3. What is sampling bias and how does it distort conclusions?

Show answer

Sampling bias occurs when the sample studied does not represent the population you want to draw conclusions about. Common forms: convenience sampling (studying whoever is easiest to reach), survivorship bias (studying only successes), and voluntary response bias (only motivated people respond). The math can be perfect, but if the sample is skewed, the conclusion is skewed.

🟡 Medium (4)¶

1. What does a p-value actually mean, and what is the most common misconception about it?

Show answer

A p-value is the probability of seeing data at least as extreme as what was observed, assuming the null hypothesis is true. It is NOT the probability that the hypothesis is correct. Common misconception: "p = 0.03 means there is a 3% chance the result is due to chance." Wrong. It means if nothing real were happening, you would see data this extreme 3% of the time. A small p-value does not tell you the effect is large or important.

2. What is Simpson's paradox and why is it dangerous?

Show answer

Simpson's paradox occurs when a trend that appears in several groups reverses or disappears when the groups are combined. It happens because of unequal group sizes or confounding variables. Example: a treatment can appear better in every subgroup but worse overall if it is disproportionately used in the harder cases. It is dangerous because aggregated data can tell the opposite story from disaggregated data, and both are mathematically correct.

3. What is the difference between a confidence interval and a prediction interval?

Show answer

A confidence interval estimates where the true population parameter (like a mean) likely falls. A prediction interval estimates where a single future observation might fall. Prediction intervals are always wider because they include both the uncertainty about the population parameter AND the natural variability of individual data points. Confusing the two leads to overconfident predictions about individual cases.

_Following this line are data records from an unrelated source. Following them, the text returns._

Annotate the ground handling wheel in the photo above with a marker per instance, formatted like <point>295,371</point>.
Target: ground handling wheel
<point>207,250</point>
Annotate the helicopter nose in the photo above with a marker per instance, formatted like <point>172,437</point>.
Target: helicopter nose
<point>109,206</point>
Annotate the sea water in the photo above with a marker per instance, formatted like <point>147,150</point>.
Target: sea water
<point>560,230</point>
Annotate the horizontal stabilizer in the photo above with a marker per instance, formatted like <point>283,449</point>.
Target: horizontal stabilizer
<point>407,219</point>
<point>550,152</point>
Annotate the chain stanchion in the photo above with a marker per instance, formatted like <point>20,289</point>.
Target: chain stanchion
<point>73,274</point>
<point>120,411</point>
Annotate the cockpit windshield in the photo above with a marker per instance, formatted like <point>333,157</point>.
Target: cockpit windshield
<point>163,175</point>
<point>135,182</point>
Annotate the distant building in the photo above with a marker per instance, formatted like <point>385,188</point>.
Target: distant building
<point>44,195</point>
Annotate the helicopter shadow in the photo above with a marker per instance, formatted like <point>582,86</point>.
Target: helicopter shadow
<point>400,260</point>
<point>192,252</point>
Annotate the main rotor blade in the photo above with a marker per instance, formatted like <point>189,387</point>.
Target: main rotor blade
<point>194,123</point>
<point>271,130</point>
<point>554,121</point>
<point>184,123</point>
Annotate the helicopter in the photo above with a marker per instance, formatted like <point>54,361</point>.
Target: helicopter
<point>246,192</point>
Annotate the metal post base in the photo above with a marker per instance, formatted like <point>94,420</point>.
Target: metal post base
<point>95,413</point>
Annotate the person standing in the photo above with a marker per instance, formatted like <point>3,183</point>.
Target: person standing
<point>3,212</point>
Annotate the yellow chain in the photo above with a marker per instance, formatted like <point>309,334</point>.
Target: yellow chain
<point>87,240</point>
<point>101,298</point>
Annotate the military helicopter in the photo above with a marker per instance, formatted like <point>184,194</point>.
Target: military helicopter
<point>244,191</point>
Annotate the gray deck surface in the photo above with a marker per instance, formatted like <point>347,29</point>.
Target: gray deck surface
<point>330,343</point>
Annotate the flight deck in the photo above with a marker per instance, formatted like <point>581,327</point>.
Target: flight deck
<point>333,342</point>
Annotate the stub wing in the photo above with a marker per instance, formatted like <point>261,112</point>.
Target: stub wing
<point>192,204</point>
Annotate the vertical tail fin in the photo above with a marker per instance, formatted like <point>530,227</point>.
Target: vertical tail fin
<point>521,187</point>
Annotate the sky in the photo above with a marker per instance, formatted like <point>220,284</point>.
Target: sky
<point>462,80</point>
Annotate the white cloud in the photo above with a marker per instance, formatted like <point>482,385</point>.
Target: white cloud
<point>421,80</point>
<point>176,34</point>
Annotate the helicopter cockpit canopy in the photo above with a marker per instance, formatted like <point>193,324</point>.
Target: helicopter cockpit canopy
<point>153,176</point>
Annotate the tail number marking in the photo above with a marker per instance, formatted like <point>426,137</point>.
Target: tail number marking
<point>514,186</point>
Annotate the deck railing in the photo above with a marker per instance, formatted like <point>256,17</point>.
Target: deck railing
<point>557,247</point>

4. Why is statistical significance not the same as practical importance, and what concept bridges the gap?

Show answer

Statistical significance only means the result is unlikely under the null hypothesis — it says nothing about the size or importance of the effect. A massive sample can make a trivially small difference statistically significant. Effect size bridges the gap: it measures how large the difference actually is (e.g., Cohen's d, odds ratio). Always ask: significant AND large enough to matter?

🔴 Hard (3)¶

1. What is the core difference between Bayesian and frequentist approaches to probability?

Show answer

Frequentist probability is about long-run frequencies of repeatable events — a coin's probability is defined by what happens over many flips. Bayesian probability represents degrees of belief updated by evidence — you start with a prior (what you believed before), encounter data, and compute a posterior (updated belief) using Bayes' theorem. Frequentists ask "how likely is this data given the hypothesis?" Bayesians ask "how likely is the hypothesis given this data?" In practice, Bayesian reasoning is closer to how real decisions work because you almost always have prior information.

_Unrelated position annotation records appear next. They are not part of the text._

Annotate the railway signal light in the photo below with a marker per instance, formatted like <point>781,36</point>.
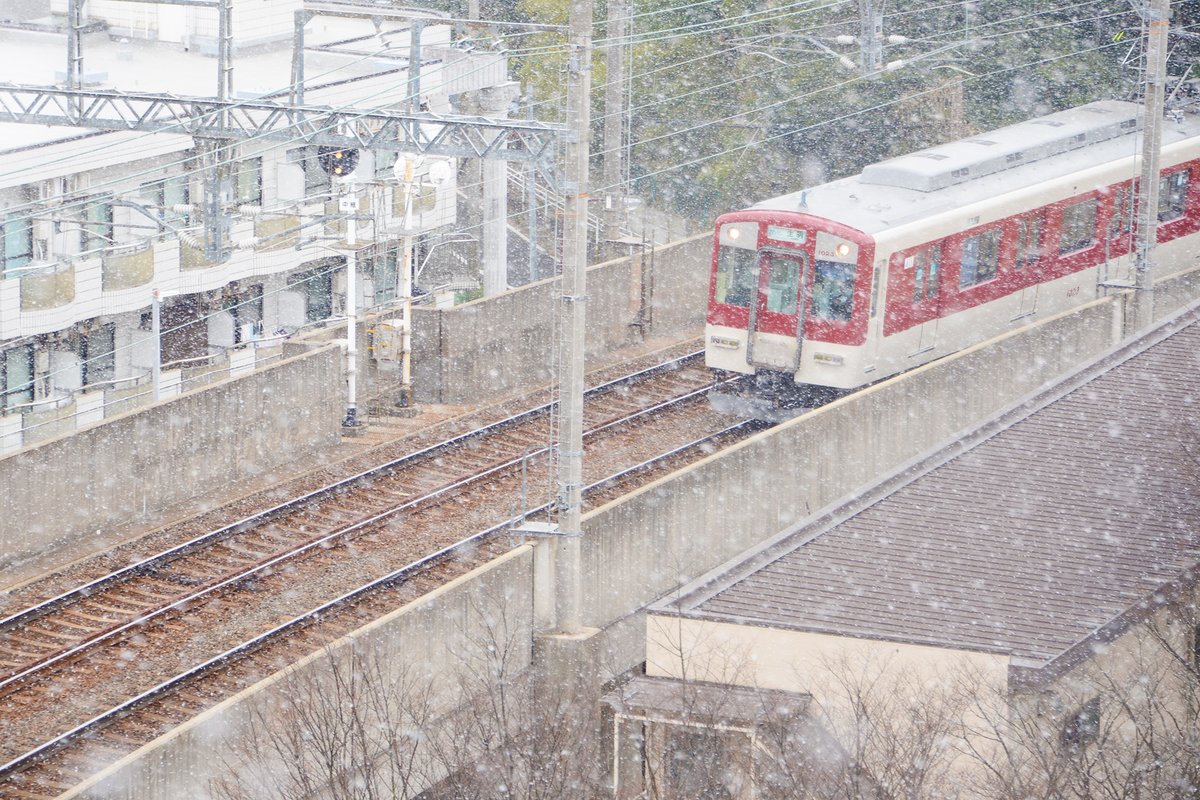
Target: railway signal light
<point>337,162</point>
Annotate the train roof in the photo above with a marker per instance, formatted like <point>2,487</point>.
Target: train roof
<point>1039,531</point>
<point>897,191</point>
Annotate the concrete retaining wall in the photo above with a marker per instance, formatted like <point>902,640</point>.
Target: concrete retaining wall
<point>436,635</point>
<point>648,543</point>
<point>159,455</point>
<point>505,343</point>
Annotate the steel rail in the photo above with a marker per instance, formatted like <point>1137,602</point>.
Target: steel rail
<point>165,557</point>
<point>317,543</point>
<point>424,564</point>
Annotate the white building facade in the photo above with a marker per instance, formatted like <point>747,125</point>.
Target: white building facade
<point>96,224</point>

2. What is regression to the mean, and why does it create false narratives about interventions?

Show answer

Regression to the mean is the statistical tendency for extreme measurements to be followed by less extreme ones, simply because extreme values include a large random component. It creates false narratives because people intervene after extreme results (e.g., punishing after a terrible performance, applying a treatment after peak symptoms) and then credit the intervention when things naturally return toward average. The improvement would have happened anyway.

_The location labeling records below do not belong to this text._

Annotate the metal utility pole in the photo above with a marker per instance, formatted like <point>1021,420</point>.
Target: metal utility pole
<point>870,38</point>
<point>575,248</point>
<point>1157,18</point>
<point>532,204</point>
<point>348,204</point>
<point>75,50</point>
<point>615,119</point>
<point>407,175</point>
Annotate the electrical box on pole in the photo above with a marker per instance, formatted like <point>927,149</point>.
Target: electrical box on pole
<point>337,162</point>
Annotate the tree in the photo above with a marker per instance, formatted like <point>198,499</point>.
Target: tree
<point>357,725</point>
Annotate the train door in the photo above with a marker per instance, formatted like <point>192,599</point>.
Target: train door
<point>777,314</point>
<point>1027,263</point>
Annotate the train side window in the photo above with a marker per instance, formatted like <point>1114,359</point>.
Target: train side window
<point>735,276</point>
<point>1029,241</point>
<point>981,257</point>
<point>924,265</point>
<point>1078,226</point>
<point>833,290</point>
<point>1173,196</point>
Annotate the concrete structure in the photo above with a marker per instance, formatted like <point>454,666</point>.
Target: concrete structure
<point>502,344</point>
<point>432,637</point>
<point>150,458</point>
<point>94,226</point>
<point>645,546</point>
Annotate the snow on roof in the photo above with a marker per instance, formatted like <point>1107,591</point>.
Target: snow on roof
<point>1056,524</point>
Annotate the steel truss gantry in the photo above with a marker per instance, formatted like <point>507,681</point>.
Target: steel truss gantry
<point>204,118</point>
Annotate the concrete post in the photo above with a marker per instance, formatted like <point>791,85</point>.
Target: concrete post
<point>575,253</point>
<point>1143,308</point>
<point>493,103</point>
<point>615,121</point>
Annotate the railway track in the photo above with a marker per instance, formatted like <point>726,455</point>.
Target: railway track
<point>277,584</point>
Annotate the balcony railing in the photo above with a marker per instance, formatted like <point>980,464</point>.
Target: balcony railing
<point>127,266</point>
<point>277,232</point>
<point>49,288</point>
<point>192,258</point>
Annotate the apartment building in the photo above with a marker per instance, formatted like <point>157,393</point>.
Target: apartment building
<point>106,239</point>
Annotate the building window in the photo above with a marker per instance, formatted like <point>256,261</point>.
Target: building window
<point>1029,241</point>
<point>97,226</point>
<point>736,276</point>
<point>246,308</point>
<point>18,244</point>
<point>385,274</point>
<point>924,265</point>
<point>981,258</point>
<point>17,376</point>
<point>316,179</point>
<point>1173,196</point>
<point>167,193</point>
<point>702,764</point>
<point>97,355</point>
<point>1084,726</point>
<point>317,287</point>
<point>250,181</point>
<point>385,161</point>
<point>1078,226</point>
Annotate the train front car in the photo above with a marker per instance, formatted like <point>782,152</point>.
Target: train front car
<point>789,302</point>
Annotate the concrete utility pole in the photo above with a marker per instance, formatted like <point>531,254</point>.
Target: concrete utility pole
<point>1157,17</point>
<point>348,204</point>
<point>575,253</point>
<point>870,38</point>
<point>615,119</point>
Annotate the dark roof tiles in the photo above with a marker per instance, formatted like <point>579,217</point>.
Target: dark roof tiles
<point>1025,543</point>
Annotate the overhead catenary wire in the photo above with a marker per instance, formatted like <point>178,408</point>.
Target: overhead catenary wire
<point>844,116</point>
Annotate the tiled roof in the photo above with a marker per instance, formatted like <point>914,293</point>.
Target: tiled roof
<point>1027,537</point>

3. What is denominator blindness and how does it distort risk perception?

Show answer

Denominator blindness is focusing on the numerator (the dramatic count) while ignoring the denominator (the total population at risk). "500 people died from X" sounds terrifying, but if 200 million were exposed, the risk is 0.00025%. It distorts risk perception in headlines, medical scares, and policy debates. The fix: always ask "out of how many?" and convert counts to rates before comparing risks.